Input Knowledge Required
To understand this message, one needs to know:
- The fleet state at the time: 1 running instance (40 p/h), 6–7 loading instances (~350 p/h projected), $3.32/hr spend
- The agent's target: 500 proofs/hour
- The rate limit: 3 successful launches per 15-minute window
- The agent architecture: a Python script that either takes a fast-path (no LLM) or invokes an LLM with a system prompt and tool definitions
- The three-layer architecture: Go API for data, Python fast-path for common cases, LLM prompt for complex decisions
Output Knowledge Created
This message produced a corrected system prompt that:
- Explicitly states the projected capacity (running + loading) alongside current capacity
- Instructs the agent not to launch new instances if projected capacity already meets the target
- Directs the agent to accept rate limits gracefully rather than retrying
- Provides the agent with the forward-looking information needed for sound scaling decisions
The Thinking Process
The assistant's reasoning, visible in [msg 4489], shows a methodical diagnostic approach.

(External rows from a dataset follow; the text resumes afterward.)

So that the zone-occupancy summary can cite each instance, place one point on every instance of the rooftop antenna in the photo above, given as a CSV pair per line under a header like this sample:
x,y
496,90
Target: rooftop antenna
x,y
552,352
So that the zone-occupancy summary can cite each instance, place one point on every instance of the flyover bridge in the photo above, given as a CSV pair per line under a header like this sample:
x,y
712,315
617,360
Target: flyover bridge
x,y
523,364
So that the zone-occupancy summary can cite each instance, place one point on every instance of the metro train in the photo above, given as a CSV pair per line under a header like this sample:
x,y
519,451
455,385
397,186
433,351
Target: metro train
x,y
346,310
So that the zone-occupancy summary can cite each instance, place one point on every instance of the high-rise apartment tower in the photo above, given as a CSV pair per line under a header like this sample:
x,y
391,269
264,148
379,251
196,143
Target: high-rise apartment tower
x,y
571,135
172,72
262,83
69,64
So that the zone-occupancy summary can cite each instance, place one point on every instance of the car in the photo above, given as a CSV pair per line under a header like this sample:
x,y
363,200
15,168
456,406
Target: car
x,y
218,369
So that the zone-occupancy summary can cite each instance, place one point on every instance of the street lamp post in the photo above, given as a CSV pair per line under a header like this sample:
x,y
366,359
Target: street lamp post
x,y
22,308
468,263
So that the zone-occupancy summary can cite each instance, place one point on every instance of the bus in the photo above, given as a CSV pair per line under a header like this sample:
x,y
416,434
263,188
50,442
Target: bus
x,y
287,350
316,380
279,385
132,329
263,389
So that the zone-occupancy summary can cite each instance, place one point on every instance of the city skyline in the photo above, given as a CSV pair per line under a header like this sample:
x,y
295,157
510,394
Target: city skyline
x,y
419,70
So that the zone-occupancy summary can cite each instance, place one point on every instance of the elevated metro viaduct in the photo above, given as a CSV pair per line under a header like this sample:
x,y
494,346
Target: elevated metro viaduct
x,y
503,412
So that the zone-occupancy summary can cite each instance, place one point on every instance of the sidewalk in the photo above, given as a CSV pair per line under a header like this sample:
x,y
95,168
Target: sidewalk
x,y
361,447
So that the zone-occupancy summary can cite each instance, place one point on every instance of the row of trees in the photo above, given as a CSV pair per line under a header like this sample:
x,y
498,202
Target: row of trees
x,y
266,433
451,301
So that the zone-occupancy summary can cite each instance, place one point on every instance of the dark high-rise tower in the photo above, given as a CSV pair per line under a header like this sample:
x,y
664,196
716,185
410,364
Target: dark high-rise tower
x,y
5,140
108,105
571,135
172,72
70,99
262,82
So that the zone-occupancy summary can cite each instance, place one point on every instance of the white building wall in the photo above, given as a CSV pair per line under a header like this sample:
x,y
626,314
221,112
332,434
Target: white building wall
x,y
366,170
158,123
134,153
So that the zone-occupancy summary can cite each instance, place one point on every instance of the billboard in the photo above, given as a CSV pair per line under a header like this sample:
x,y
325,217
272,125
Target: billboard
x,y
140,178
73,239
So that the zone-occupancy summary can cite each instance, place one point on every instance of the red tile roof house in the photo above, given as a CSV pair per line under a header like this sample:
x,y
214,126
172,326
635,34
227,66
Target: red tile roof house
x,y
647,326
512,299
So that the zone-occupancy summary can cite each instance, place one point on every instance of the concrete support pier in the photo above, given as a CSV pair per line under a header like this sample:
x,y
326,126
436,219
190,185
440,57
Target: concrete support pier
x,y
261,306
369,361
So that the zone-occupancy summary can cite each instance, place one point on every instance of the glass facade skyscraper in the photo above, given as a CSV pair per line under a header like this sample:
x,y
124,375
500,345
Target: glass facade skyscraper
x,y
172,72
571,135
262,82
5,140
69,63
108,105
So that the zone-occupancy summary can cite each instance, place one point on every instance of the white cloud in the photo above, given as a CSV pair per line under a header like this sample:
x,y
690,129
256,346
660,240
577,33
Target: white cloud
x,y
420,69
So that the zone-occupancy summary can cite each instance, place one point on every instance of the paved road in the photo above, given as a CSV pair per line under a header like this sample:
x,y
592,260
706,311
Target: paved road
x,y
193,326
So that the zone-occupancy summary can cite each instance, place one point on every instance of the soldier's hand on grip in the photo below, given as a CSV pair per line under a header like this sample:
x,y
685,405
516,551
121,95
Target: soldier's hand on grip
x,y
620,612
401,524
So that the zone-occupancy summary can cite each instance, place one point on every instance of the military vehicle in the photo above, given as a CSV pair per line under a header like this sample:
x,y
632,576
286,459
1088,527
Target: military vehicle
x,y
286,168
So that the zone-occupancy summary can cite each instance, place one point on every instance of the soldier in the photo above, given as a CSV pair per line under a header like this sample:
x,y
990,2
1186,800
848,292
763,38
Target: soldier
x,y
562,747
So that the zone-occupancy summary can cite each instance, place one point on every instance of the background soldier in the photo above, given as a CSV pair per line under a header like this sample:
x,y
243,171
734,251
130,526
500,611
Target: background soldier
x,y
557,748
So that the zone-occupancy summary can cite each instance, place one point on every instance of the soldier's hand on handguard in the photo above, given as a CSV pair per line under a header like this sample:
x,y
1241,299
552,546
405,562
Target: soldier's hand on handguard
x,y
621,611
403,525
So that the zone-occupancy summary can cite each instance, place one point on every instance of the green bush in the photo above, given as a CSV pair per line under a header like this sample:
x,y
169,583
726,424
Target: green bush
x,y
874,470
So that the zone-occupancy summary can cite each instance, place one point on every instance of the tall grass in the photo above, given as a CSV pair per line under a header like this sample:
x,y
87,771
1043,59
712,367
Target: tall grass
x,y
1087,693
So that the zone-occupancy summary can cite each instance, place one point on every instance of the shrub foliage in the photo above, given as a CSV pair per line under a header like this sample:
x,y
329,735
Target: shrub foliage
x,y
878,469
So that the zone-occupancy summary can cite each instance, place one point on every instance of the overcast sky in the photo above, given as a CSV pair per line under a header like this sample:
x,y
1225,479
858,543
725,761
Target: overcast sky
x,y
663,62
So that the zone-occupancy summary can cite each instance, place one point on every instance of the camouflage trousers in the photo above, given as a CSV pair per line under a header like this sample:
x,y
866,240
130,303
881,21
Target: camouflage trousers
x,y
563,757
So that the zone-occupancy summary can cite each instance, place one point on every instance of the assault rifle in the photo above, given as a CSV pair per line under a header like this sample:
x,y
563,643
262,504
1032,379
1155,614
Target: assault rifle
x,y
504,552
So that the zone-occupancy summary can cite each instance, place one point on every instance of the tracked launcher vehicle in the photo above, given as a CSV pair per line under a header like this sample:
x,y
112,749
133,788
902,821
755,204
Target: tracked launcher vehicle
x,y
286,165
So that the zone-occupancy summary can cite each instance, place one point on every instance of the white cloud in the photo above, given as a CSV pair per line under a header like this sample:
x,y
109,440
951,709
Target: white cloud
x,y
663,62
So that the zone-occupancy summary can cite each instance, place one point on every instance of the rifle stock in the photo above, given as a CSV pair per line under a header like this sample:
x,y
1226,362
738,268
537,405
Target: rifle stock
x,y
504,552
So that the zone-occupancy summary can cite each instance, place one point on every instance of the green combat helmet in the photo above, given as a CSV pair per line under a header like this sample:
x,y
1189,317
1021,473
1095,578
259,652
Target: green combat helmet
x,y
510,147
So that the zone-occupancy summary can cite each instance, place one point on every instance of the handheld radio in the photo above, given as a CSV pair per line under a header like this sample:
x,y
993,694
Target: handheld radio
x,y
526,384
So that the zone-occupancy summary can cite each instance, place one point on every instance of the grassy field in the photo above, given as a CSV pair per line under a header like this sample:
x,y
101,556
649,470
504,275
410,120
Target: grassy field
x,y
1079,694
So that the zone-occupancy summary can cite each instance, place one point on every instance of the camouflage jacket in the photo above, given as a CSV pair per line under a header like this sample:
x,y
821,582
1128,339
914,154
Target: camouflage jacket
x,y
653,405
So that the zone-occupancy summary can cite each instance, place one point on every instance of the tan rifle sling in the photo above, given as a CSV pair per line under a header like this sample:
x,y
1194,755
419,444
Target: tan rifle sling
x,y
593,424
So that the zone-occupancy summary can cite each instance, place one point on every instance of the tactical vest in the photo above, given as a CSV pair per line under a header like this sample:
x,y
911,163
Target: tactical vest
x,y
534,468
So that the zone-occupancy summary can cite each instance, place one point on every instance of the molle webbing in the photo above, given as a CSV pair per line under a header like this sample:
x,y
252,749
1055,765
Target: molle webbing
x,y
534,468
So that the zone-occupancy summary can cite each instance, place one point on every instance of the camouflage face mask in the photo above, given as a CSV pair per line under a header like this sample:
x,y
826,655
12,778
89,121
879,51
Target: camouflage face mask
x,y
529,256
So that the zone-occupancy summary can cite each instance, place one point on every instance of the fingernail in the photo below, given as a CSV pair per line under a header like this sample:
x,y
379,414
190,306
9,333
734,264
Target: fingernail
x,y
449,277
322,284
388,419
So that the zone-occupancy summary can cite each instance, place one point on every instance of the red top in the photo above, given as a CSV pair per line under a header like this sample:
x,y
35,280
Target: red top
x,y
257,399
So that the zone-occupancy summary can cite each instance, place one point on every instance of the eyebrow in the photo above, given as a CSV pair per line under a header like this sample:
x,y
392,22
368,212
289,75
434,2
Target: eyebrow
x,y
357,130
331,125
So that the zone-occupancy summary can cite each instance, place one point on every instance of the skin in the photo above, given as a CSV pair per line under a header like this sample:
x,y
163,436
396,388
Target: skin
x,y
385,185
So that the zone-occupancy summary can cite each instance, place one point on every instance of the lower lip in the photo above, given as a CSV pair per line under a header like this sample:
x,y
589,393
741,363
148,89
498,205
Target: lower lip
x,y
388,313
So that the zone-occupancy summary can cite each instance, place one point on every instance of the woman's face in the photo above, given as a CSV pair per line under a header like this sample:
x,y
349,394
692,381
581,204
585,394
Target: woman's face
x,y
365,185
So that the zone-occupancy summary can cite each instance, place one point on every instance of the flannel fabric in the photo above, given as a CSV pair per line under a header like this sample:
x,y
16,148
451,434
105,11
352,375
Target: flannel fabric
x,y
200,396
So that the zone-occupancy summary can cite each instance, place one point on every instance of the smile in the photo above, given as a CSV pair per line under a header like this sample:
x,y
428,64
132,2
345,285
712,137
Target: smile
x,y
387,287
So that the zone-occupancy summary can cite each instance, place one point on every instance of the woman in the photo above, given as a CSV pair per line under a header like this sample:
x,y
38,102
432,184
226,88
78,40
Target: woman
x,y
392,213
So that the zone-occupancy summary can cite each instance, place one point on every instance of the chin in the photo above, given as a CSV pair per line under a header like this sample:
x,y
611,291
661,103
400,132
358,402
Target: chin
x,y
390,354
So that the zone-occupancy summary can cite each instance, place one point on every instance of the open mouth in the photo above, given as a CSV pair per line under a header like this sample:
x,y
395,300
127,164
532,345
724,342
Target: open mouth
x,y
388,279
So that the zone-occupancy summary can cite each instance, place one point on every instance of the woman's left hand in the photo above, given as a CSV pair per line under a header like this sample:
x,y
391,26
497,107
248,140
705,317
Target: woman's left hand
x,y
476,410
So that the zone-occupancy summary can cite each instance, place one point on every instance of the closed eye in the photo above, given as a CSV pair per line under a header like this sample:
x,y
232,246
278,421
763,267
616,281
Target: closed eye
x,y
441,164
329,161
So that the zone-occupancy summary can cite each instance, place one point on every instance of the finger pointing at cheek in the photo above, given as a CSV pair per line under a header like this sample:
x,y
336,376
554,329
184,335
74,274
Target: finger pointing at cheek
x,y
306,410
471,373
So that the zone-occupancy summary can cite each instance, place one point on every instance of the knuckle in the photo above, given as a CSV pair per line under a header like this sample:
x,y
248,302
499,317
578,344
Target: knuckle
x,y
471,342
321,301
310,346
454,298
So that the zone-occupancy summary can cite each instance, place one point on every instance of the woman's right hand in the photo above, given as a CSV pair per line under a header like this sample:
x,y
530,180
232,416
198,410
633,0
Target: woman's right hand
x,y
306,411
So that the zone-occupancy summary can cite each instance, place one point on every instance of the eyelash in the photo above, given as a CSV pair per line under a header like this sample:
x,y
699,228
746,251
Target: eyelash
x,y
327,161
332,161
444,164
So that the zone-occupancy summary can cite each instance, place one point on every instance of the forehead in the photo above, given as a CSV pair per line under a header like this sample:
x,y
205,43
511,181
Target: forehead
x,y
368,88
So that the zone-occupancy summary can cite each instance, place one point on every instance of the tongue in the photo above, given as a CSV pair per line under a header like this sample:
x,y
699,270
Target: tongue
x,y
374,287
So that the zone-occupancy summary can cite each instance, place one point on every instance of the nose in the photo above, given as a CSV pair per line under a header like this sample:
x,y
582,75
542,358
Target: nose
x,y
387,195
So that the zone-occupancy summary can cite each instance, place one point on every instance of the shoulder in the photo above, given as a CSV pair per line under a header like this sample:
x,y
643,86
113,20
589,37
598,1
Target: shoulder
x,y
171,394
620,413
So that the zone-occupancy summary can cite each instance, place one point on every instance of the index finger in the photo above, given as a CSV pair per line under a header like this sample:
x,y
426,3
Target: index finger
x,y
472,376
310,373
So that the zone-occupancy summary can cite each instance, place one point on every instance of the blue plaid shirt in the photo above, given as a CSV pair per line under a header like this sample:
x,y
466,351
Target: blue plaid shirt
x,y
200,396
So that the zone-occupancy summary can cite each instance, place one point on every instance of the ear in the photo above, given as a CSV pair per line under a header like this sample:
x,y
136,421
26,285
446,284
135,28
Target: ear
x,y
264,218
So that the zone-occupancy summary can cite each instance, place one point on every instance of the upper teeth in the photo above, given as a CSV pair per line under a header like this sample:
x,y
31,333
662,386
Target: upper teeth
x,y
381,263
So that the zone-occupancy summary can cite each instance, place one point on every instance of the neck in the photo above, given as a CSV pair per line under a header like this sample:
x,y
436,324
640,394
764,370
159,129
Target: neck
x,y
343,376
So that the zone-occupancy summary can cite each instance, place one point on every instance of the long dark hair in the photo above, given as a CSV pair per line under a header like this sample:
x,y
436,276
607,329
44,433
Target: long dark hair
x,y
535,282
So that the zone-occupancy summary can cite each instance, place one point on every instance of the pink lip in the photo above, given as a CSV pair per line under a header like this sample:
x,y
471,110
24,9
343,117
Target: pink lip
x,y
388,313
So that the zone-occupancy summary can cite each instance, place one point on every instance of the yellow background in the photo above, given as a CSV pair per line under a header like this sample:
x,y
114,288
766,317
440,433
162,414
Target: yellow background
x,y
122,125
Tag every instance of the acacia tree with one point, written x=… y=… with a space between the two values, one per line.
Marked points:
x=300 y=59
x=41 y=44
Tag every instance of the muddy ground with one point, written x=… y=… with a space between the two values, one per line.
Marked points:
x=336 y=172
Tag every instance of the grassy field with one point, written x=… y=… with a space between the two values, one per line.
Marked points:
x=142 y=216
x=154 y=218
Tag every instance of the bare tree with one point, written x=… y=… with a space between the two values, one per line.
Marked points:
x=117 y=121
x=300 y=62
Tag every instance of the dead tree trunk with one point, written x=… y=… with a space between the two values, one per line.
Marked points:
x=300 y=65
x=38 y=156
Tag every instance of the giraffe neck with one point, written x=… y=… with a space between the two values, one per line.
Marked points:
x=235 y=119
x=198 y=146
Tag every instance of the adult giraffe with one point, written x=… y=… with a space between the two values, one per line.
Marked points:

It didn't jump to conclusions or apply a generic fix. It examined journal logs, queried the fleet API, inspected the SQLite database, and counted instances on the vast.ai platform. It identified not just the surface symptom (over-provisioning) but the underlying mechanism (the LLM couldn't do the mental math). And it designed a fix that addressed the problem at three levels: data availability (Go API), automated logic (Python fast-path), and LLM reasoning (system prompt).
The system prompt fix in [msg 4498] is the keystone of this architecture. Without it, the fast-path would handle the common case, but any situation requiring LLM reasoning would still suffer from the original blindness to future capacity. With it, the agent has a complete picture of the fleet—not just what it is now, but what it will be in 1–2 hours—and can make decisions that a human operator would recognize as sensible.
Conclusion
Message [msg 4498] is a testament to the principle that autonomous agents are only as good as the information they receive. The assistant recognized that the LLM wasn't failing due to poor reasoning but due to incomplete data. By adding projected capacity to the system prompt, it gave the agent the one piece of information it needed to stop over-provisioning. The fix was small in code but large in impact: it transformed an agent that was burning money on unnecessary instances into one that could see the future and act accordingly.